16. September 2007

Nervtötend

 

 

Man bleibt ein Knecht seiner Idiosynkrasien, schreibt Thomas Glavinic in seinem letzten Roman, und ich will gerne wissen, ob der fabelhafte Robert Menasse, der Autor der fein schwurbeligen Romane wie »Sinnliche Gewissheit«, »Selige Zeiten, brüchige Welt«, oder auch »Die Vertreibung aus der Hölle« ein Opfer seiner eigenen 2005 gehaltenen Frankfurter Poetikvorlesungen geworden ist. Hat er sich so hineingesteigert in seine Wut gegen die Welt, die laut Menasse nur noch das Kapital zu lenken weiß, dass er nun aus Trotz, einen matten, unterkomplexen Roman schrieb, der den langweiligen Leuten von den Hedgefonds zeigen soll, dass man genauso geschäftsmäßig und geistesabwesend einen Roman schreiben kann, wie man eine Portfoliodiversifikation betreibt? Man muss hier gerechterweise zugeben, dass es sehr viel schlechtere Bücher gab in diesem Jahr, allein, der Qualitätsabfall zu den vorherigen Büchern Menasses,lässt einen solche Gemeinheiten erfinden.

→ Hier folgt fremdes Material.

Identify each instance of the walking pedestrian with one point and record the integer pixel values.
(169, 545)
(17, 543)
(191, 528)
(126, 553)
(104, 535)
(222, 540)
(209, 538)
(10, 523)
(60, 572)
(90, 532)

Da liegt ein erwachsener Mann im Koma seiner Befindlichkeiten, in Analyse auf einer Couch, er heißt Nathan und regt sich darüber auf, dass seine behandelnde Ärztin sofort bemerkt, wenn er am Telefon lügt, weil er eine Sitzung absagen will, aber während der Sitzung glaubt sie ihm jedes Wort. Diese Erkenntnis wäre sonst der Einstieg, das Katapult des Romans, von dem aus der Leser das Fliegen oder Fürchten oder sonst etwas lernen könnte, aber in diesem Fall wird daraus nichts, denn Nathan regt sich wirklich nur auf darüber, erzählt also Begebenheiten, gelogene und weniger gelogene, und bleibt ein trauriger Sack.

In diesem neuesten Roman bricht eine schreckliche, eben vielleicht durch die Frankfurter Poetikvorlesungen im Adornohörsaal induzierte lehrerhafte Liebe zu Ordnung, Plot und gleichmäßiger Durchführung aus.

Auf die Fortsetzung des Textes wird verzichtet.